Classificando a infecção

            Em muitas das vezes encontramos a utilização equivocada de nomenclaturas para definição das coleções purulentas, é importante termos em mente as mais utilizadas:

  1. Abscesso: Pus acumulado numa cavidade formada em meio dos tecidos orgânicos, ou mesmo num órgão cavitário, em conseqüência de processo inflamatório.
  2. Abscesso agudo: Inflamação aguda dos tecidos de origem infecciosa ou traumática (química, física ou térmica) de início rápido, dor aguda e tumefação.
  3. Abscesso crônico: Advém de um processo agudo sem resolução ou de pequena intensidade no qual a defesa do hospedeiro manteve sob homeostasia.
  4. Pericoronarite: Infecção de capuz pericoronário em volta de dente parcialmente erupcionado.
  5. Fleimão, Flegmão ou Fleumão: Inflamação de tecido conjuntivo que conduz a ulceração ou abscesso e que, em sua forma difusa, se caracteriza por tendência a progredir em extensão e profundidade.
  6. Celulite: Inflamação do tecido celular, processo purulento situado em tecido subcutâneo frouxo.
  7. Osteomielite: Inflamação de medula óssea, onde ocorre compressão de vasos, isquemia e necrose, impedindo a chegada de defesas.
  8. Angina de Ludwig: Abscesso acometendo os espaços submandibulares, sublinguais e submentonianos.
  9. Mediastinite: Propagação da infecção para o mediastino.
  10. Trombose do seio cavernoso: Normalmente uma infecção estafilocócica com trajeto por vasos angulares, faciais e oftálmicos de disseminação sangüínea e consequente irritação meningeana.

Quanto à localização anatômica das infecções podemos ainda classificar:

  1. Abscesso: infecção em tecido
  2. Empiema: infecção em cavidades (seio maxilar, p.ex.)
  3. Fístula: trajeto entre superfícies
  4. Furúnculo: infecção em base de pelo
  5. Carbúnculo: infecção extensa em pele com pontos esbranquiçados ou amarelados
  6. Flei(g)mão (em profundidade) e Celulite (tecido celular): infecção difusa dissecante

     
Suporte medicamentoso nas coleções purulentas

            O suporte medicamentoso em pacientes que evoluem para uma infecção odontogênica severa, deve atentar para a hidratação, nutrição, controle da febre e controle de possíveis doenças sistêmicas associadas.

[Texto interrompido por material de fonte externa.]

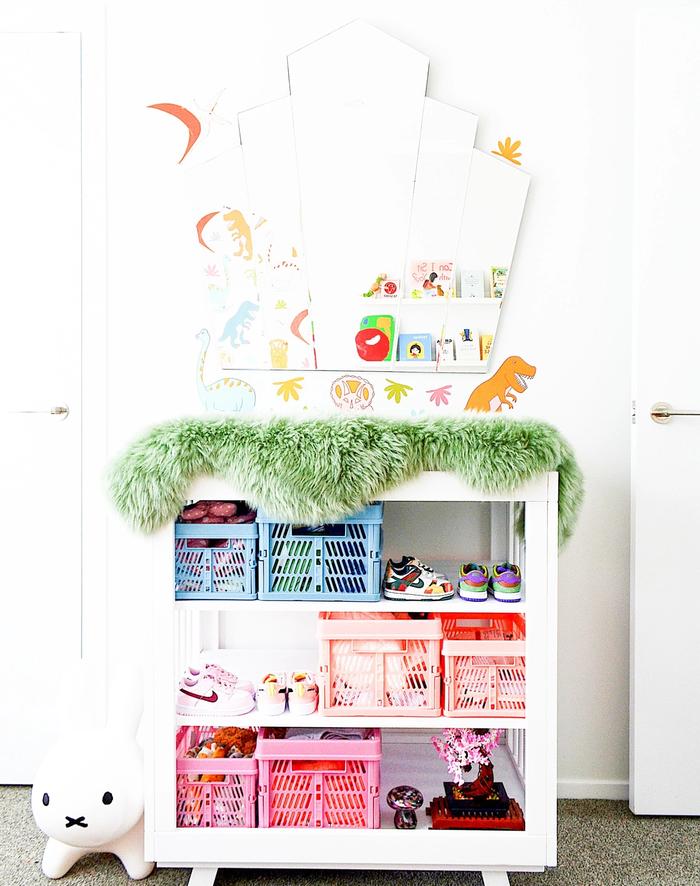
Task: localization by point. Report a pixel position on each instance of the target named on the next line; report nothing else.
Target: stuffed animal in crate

Nos casos em que temos um paciente incompetente para o controle do processo infeccioso sem auxílio de medicação anti-microbiana devemos escolher a droga adequada para a situação. A primeira escolha para as infecções de cavidade bucal é a Penicilina, como um dos exemplos a Amoxicilina. Nos pacientes alérgicos a penicilina, podemos optar pela clindamicina ou eritromicina. A penicilina continua sendo um antibiótico de alta eficácia para infecções odontogênicas, ainda associa como benefícios o baixo custo e baixa incidência de efeitos colaterais.